Note 1 - Summary of Significant Accounting Policies and Organization, page F-8
Organization
2. | Your response to comment 9 indicates that the discount rate utilized in determining the present value of an energy savings installment contracts is based on “the best appropriate” under the guidance from paragraphs 12 through 14 to APB 21. Future filings should describe how you determine the discount rate and should describe why you believe your method is appropriate in GAAP. |
Response: The Company used the best lending rate in China as of the relevant quarter ends in determining the net present value of notes receivable outstanding on energy savings sharing contracts at the time the contract was entered into. In accordance with APBO 21, Interest on Receivables and Payables, the Company believes that by using this rate reflects what a company would be charged on this type of transaction if the funds were borrowed from an independent lender. In future filings we will include a description of how we determine the discount rate and being an appropriate method under GAAP. The interest rate used may be subject to change, based upon the prevailing interest rate at the period end.
Securities and Exchange Commission
Division of Corporation Finance
August 17, 2005
Page 3
Note 11 - Taxes Payable, page F-20
3. | Your response to prior comment 15 indicates that the tax waiver also included the accrued VAT tax. A VAT tax, when accrued, is normally presented as a reduction of gross revenue as opposed to income tax expense. Based on your income statements, it does not appear that the waived VAT tax was reported as income tax expense as the underlying amounts were accrued. That is, as sales were made. Accordingly, tell us why it is appropriate to report waived VAT tax as reduction of income tax expense. Explain why the income statement classification of this item is appropriate. |
Response: The Company has treated the waiver of the VAT tax as a reduction of income tax expense since this was a unique situation as the local Chinese tax authority granted a one-time waiver for all accrued accumulated taxes prior to January 1, 2004, the Company believes that the presentation of this transaction in its financial statements was the most conservative approach. The Company believes that by recording the refund of the VAT tax of $2,477,062 as an addition to gross revenues would distort the Company’s gross profit and thus be misleading as to the actual results of the Company. As part of the Company’s filings the Company will include additional disclosures stating the reasons why the Company has presented this refund in this fashion.

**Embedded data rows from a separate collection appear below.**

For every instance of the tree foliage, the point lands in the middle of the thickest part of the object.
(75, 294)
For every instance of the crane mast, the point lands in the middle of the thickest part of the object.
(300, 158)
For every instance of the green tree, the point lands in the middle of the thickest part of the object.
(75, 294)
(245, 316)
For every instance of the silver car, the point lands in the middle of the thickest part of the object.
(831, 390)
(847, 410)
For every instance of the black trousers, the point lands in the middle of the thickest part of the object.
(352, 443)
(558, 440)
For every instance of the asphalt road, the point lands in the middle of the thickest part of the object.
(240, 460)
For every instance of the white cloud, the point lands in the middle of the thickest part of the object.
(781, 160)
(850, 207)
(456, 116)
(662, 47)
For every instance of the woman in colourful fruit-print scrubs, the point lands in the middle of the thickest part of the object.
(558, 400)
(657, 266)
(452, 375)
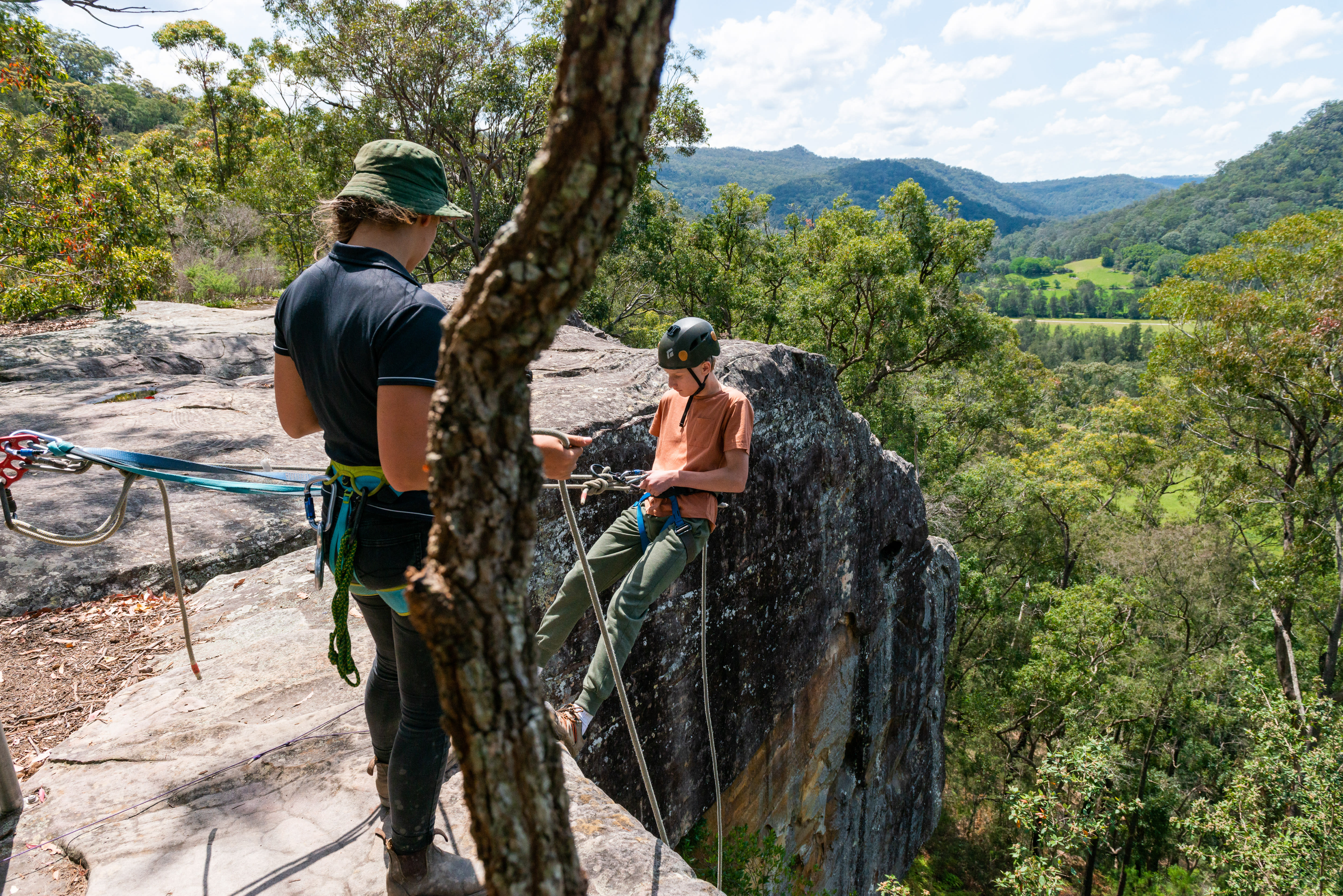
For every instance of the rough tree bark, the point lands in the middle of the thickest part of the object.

Forms 10-QSB for Fiscal 2005
4. | We refer to your response to comment 16. As set forth in Regulation S-B an entity is not small business eligible once it reports two consecutive years of revenues in excess of $25 million for both 2003 and 2004. Accordingly, you are not small business eligible as of October 1, 2004. Amend the Forms 10-QSB for fiscal 2005 to report on Form 10-Q and to provide any other disclosures required by Regulation S-X. |
Response: We respectfully disagree with your comment. Item 10.a.2.iii of Regulation S-B provides “once a small business issuer becomes a reporting company it will remain a small business issuer until it exceeds the revenue limit…at the end of two consecutive years.” In the year 2003, the Company, named Rim Holdings, Inc. at the time, reported total revenues of $695,167 on its Annual Report for fiscal year ended 2003. Such revenue is clearly below the $25 Million revenue limit and the Company is thus eligible to use Regulation S-B disclosure. Item 10.a.2.v. of Regulation S-B further provides that “the determination (as to the reporting category) made for a reporting company at the end of its fiscal year governs all reports relating to the next fiscal year. An issuer may not change from one category to another with respect to its reports under the Exchange Act for a single fiscal year.” As a result, since its reporting category at the end of 2003 is S-B, the Company’s reporting category for 2004 is also S-B.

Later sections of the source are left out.